You wanted to crumple into Finn, but with his own hands he built the contraption that killed your son, and you couldn’t bear those hands on you. You pulled away and stalked down the verandah, past tousle-haired Edmund standing with a blanket around his shoulders, past Jarrah emerging from the house with dark-circled eyes. You stalked past them all, into the kitchen, and then, because you could think of not one other thing in the world to do, you put the kettle on.
How would you now spend the hours?
Finn followed you into the kitchen, picked up the stupid Atomic and began his morning coffee ritual, the one that had started your days since forever.
‘We need to ring a funeral home,’ he said, once the thing was on the stove.
You kept your back turned. The kitchen smelled of food, the linger of cooking and the two casseroles and batch of scones dropped off anonymously just hours after Toby died, now jamming up the fridge, barely picked at.
‘Do you want me to take care of it?’ He spoke to the back of your head.
‘I think you’ve taken care of enough.’ You didn’t see if he flinched under the cruelty of your words. ‘I’ll do it. Are you thinking burial or cremation?’
He made a sound that could only be described as a whimper, a sound that would once have devastated you, and part of you marvelled at how you could do that to him, while the rest of you considered ways to hurt him more.
‘The detective gave me a number,’ he said. ‘A funeral place.’
‘Good. I’ll call them.’
You wouldn’t, you decided some time in that first night, allow Finn to be in charge of anything. You had to set your course to steer through this, a hard and straight course through night and day, in and out of the roaring, terrible weeks and years ahead, and all you can do is hold to that course and see what remains at the end.

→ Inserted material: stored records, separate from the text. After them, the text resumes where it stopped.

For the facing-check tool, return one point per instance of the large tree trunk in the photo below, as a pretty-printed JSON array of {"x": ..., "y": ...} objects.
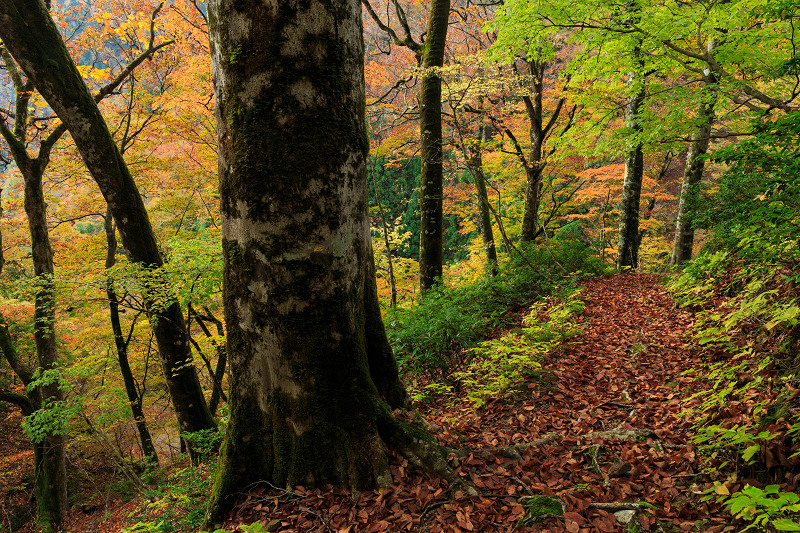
[
  {"x": 430, "y": 127},
  {"x": 33, "y": 40},
  {"x": 49, "y": 452},
  {"x": 628, "y": 243},
  {"x": 308, "y": 353}
]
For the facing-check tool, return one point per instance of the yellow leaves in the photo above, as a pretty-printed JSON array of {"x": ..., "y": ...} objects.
[{"x": 132, "y": 27}]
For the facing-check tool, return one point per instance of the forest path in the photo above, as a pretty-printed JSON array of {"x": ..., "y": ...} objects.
[{"x": 625, "y": 370}]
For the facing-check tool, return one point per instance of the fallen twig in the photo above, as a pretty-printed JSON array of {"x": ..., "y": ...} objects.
[{"x": 621, "y": 506}]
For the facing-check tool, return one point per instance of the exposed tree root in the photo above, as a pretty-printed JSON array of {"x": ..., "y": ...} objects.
[
  {"x": 620, "y": 506},
  {"x": 423, "y": 454}
]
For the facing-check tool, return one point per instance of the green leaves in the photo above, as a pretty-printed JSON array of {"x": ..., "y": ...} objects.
[{"x": 767, "y": 506}]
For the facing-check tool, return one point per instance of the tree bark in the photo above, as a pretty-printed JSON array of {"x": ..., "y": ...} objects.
[
  {"x": 535, "y": 164},
  {"x": 307, "y": 349},
  {"x": 49, "y": 453},
  {"x": 475, "y": 166},
  {"x": 695, "y": 165},
  {"x": 628, "y": 242},
  {"x": 430, "y": 127},
  {"x": 33, "y": 40},
  {"x": 132, "y": 390}
]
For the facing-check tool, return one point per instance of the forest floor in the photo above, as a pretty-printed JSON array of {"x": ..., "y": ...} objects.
[{"x": 626, "y": 370}]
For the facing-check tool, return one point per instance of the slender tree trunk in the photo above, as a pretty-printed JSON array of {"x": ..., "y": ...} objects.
[
  {"x": 308, "y": 353},
  {"x": 132, "y": 390},
  {"x": 49, "y": 454},
  {"x": 217, "y": 393},
  {"x": 385, "y": 227},
  {"x": 431, "y": 255},
  {"x": 475, "y": 165},
  {"x": 33, "y": 40},
  {"x": 535, "y": 164},
  {"x": 628, "y": 244},
  {"x": 695, "y": 164}
]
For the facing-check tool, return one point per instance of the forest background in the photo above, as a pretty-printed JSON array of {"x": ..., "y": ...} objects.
[{"x": 594, "y": 117}]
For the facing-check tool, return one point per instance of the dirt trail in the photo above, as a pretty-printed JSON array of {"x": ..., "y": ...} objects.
[{"x": 624, "y": 371}]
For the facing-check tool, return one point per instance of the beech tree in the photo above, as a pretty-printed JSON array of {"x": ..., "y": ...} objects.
[
  {"x": 313, "y": 376},
  {"x": 32, "y": 39},
  {"x": 430, "y": 57}
]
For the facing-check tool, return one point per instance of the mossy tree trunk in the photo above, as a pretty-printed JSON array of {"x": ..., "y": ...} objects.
[
  {"x": 475, "y": 165},
  {"x": 695, "y": 165},
  {"x": 33, "y": 40},
  {"x": 49, "y": 453},
  {"x": 312, "y": 375},
  {"x": 540, "y": 127},
  {"x": 629, "y": 237},
  {"x": 134, "y": 392},
  {"x": 431, "y": 253}
]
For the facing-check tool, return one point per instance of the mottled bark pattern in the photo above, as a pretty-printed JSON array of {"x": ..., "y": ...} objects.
[
  {"x": 430, "y": 127},
  {"x": 305, "y": 343},
  {"x": 628, "y": 245},
  {"x": 51, "y": 486},
  {"x": 32, "y": 38},
  {"x": 695, "y": 164}
]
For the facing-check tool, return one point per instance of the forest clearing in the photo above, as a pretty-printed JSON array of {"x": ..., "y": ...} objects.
[{"x": 399, "y": 265}]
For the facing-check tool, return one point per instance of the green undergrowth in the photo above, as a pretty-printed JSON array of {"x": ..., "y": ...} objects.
[
  {"x": 498, "y": 366},
  {"x": 175, "y": 502},
  {"x": 745, "y": 290},
  {"x": 440, "y": 342}
]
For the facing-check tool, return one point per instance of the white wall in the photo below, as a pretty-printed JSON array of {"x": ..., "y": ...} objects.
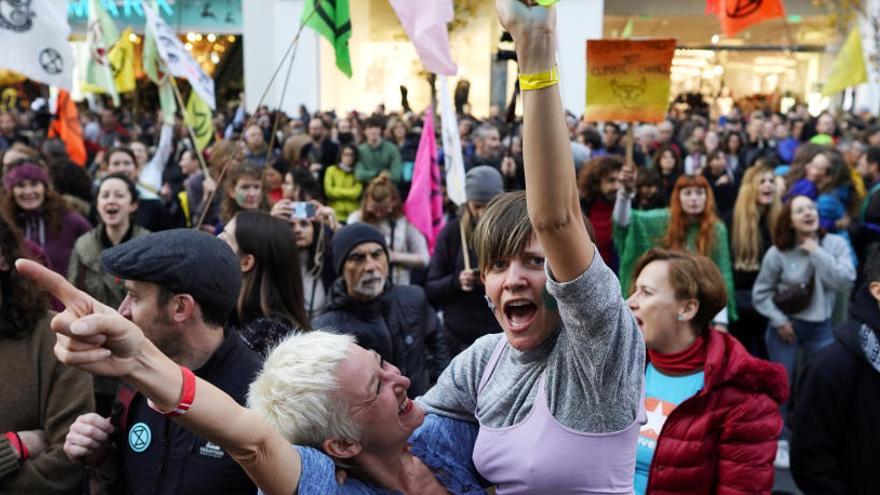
[
  {"x": 269, "y": 28},
  {"x": 576, "y": 22},
  {"x": 868, "y": 94}
]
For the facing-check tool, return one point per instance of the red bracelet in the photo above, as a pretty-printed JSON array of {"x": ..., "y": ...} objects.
[
  {"x": 187, "y": 395},
  {"x": 18, "y": 445}
]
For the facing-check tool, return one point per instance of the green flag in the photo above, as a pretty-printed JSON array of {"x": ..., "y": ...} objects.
[
  {"x": 199, "y": 118},
  {"x": 100, "y": 36},
  {"x": 331, "y": 19}
]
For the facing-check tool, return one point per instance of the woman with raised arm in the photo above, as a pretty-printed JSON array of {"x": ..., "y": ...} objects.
[{"x": 558, "y": 395}]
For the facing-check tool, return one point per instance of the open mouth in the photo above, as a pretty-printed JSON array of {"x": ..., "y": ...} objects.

Conor comes back to your pew and squeezes in next to Finn, who reaches dumbly across and hugs him sideways. The thing is nearly over. The celebrant says a few more words you don’t hear. You take your last look at Toby’s coffin. You’ve made sure it won’t roll behind the curtains at the end – such an awful melodramatic touch, you’ve thought at the few cremations you’ve attended before. It didn’t occur to you that, instead, you will be the one turning and walking away from him.

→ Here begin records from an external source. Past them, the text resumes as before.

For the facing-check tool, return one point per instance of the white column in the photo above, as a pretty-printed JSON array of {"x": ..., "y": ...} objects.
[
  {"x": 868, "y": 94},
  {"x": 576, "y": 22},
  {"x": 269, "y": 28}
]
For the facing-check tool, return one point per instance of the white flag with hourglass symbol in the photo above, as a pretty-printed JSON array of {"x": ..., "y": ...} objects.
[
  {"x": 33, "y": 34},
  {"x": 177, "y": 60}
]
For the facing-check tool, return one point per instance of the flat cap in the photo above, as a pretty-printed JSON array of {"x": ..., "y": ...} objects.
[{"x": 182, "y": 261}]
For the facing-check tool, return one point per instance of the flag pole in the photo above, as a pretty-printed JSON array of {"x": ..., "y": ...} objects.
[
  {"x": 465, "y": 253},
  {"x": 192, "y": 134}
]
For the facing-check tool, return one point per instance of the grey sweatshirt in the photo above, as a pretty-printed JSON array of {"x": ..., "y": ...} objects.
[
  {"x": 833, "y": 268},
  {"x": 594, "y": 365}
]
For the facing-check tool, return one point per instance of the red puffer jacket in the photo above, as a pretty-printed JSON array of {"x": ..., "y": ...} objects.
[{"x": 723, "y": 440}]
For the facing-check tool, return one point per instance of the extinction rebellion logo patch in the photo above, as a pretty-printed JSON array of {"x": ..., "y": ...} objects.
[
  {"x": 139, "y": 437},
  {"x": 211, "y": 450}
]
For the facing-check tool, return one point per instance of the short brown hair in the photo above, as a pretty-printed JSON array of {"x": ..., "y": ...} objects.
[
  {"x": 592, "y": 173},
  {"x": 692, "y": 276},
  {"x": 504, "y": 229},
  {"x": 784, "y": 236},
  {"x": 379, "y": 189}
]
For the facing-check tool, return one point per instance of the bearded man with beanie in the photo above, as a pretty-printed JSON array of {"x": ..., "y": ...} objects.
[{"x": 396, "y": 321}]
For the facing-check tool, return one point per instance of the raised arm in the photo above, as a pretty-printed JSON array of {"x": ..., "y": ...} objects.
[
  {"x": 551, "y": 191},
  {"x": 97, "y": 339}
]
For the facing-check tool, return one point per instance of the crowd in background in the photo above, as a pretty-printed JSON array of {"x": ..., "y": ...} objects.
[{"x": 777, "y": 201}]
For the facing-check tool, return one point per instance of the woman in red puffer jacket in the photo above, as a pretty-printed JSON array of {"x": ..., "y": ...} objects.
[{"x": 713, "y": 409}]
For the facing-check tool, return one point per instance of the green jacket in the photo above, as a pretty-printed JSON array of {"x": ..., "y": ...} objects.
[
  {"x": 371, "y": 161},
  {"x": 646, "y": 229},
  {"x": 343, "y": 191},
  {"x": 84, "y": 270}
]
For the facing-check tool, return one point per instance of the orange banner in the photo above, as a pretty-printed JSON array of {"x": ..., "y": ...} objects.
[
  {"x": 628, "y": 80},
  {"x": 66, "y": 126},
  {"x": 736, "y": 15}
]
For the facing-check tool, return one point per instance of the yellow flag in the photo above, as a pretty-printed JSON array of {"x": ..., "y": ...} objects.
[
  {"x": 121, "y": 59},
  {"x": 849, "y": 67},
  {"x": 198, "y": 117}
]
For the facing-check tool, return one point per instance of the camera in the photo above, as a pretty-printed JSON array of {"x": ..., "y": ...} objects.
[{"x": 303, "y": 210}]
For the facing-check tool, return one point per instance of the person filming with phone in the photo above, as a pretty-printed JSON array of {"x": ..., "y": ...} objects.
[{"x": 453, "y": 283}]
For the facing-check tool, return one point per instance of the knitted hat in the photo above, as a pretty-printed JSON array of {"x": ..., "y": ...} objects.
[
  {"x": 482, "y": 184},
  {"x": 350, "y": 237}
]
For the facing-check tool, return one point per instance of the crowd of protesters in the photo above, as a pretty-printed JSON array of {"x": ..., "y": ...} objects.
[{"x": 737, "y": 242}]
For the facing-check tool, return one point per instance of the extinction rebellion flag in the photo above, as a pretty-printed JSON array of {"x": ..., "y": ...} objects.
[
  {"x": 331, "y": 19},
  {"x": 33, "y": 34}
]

You stand. Flanked by the Brennan family, you turn and walk down the aisle through the bowed heads. You walk out into the soaking spring rain that’s blown in from the sea. The Brennans have lost it completely, and you are losing it too. Thank God for Edmund and Chen, who come to your side like sheepdogs and herd you towards the waiting white cars.
‘Are we supposed to wait?’ you manage to ask.

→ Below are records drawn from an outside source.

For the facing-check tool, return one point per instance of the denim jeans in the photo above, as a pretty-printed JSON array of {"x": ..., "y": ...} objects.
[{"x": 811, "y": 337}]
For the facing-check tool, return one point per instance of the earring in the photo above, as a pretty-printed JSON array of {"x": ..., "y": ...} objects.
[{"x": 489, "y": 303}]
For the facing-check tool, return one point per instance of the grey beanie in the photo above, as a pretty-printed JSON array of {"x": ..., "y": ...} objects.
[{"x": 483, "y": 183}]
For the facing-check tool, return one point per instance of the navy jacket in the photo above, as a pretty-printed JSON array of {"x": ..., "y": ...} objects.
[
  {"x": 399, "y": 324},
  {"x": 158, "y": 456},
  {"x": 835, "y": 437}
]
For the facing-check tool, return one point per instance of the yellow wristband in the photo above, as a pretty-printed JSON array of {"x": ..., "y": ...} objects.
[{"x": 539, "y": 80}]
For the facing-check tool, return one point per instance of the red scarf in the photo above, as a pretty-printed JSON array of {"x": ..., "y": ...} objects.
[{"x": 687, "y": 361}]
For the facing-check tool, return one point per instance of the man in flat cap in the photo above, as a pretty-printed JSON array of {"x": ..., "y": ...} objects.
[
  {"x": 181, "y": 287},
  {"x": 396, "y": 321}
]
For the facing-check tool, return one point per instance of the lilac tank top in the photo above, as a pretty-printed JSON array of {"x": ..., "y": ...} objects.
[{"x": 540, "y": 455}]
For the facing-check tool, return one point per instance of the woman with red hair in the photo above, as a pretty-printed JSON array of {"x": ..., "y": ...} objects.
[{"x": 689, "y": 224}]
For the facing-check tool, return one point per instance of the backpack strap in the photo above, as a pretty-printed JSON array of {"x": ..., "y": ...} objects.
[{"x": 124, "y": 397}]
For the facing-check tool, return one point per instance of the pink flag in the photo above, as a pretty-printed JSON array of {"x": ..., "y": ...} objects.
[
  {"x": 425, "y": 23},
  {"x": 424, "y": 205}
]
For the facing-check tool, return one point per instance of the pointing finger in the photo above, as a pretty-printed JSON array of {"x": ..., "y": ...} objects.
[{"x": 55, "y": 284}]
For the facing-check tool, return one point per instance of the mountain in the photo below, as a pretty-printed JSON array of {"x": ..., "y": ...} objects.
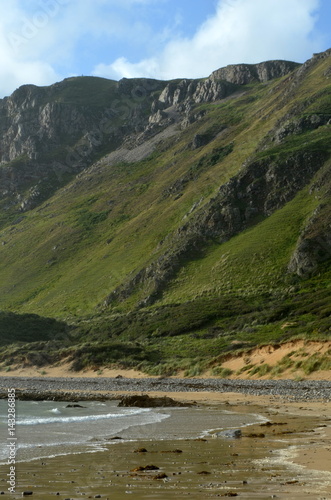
[{"x": 165, "y": 224}]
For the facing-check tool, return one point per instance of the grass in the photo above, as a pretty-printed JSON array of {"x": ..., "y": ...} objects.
[{"x": 62, "y": 259}]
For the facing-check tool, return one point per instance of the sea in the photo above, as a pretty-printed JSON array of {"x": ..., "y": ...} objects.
[{"x": 47, "y": 429}]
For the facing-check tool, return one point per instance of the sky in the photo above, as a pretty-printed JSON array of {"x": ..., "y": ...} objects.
[{"x": 45, "y": 41}]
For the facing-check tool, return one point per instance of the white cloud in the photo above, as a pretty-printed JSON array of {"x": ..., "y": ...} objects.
[{"x": 240, "y": 31}]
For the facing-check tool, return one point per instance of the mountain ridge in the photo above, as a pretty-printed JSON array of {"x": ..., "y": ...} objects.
[{"x": 125, "y": 202}]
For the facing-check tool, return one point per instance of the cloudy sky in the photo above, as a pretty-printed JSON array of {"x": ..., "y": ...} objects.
[{"x": 44, "y": 41}]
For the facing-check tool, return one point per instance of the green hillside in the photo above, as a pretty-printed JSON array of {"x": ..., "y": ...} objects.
[{"x": 208, "y": 238}]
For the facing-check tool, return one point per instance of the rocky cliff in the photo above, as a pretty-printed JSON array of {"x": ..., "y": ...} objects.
[{"x": 135, "y": 179}]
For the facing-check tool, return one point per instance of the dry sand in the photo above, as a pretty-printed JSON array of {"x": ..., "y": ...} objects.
[{"x": 297, "y": 350}]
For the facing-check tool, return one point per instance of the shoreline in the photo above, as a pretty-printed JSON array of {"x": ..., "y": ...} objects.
[{"x": 302, "y": 445}]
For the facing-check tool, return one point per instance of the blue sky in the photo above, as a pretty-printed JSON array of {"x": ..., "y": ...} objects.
[{"x": 44, "y": 41}]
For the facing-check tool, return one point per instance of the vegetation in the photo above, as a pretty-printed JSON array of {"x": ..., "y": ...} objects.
[{"x": 61, "y": 260}]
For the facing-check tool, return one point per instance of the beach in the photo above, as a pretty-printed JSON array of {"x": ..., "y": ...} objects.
[{"x": 284, "y": 450}]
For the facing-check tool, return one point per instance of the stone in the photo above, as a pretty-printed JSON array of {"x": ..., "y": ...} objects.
[{"x": 231, "y": 434}]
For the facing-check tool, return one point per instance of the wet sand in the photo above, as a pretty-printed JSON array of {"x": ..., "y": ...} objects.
[{"x": 290, "y": 457}]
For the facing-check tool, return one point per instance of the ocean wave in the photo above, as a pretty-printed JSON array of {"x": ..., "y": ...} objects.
[
  {"x": 85, "y": 418},
  {"x": 55, "y": 410}
]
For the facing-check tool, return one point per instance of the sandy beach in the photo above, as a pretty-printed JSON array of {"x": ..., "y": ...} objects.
[{"x": 288, "y": 455}]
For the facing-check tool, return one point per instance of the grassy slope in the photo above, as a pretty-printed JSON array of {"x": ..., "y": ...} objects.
[{"x": 64, "y": 258}]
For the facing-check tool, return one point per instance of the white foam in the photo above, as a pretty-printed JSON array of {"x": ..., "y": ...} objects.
[{"x": 85, "y": 418}]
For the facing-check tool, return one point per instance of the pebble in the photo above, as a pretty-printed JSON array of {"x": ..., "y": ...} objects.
[{"x": 40, "y": 388}]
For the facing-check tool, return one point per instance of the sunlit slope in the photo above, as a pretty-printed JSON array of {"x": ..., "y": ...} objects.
[{"x": 96, "y": 233}]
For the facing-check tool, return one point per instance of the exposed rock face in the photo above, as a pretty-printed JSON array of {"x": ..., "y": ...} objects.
[
  {"x": 222, "y": 82},
  {"x": 258, "y": 190},
  {"x": 50, "y": 137},
  {"x": 313, "y": 247},
  {"x": 47, "y": 137},
  {"x": 242, "y": 74}
]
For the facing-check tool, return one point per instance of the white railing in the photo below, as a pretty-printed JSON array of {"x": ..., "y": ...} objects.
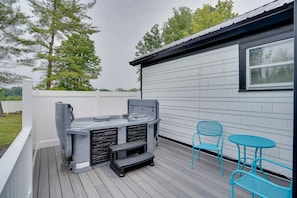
[
  {"x": 38, "y": 130},
  {"x": 16, "y": 164}
]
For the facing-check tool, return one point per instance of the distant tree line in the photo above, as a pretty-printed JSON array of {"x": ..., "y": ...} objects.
[
  {"x": 54, "y": 40},
  {"x": 14, "y": 93},
  {"x": 183, "y": 23}
]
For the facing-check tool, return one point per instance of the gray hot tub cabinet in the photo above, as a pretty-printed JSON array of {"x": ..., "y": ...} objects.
[{"x": 85, "y": 141}]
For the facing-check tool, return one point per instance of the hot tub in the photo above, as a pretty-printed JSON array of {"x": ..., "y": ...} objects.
[{"x": 85, "y": 141}]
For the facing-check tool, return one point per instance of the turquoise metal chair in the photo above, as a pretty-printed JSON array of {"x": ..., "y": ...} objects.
[
  {"x": 208, "y": 137},
  {"x": 259, "y": 184}
]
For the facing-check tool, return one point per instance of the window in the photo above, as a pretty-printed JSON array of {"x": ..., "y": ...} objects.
[{"x": 270, "y": 66}]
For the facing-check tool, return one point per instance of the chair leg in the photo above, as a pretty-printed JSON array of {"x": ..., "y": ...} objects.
[
  {"x": 193, "y": 157},
  {"x": 232, "y": 190},
  {"x": 220, "y": 157}
]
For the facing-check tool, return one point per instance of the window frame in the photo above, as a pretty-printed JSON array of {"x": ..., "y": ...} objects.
[
  {"x": 254, "y": 41},
  {"x": 276, "y": 85}
]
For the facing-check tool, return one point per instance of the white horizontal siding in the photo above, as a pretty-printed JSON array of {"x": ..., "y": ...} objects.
[{"x": 205, "y": 86}]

‘You don’t need to do anything.’ Edmund puts up his hand in front of you as a flash fires. The local media, in which the story has led the news all week. ‘Please respect the privacy of the family,’ he calls. To you: ‘Get in the car. The people who know you will come home.’
That picture does end up in Saturday’s paper. The three of you – Finn, you, Jarrah – clinging to each other, hair rain-slicked, like shipwreck survivors. All looking in different directions.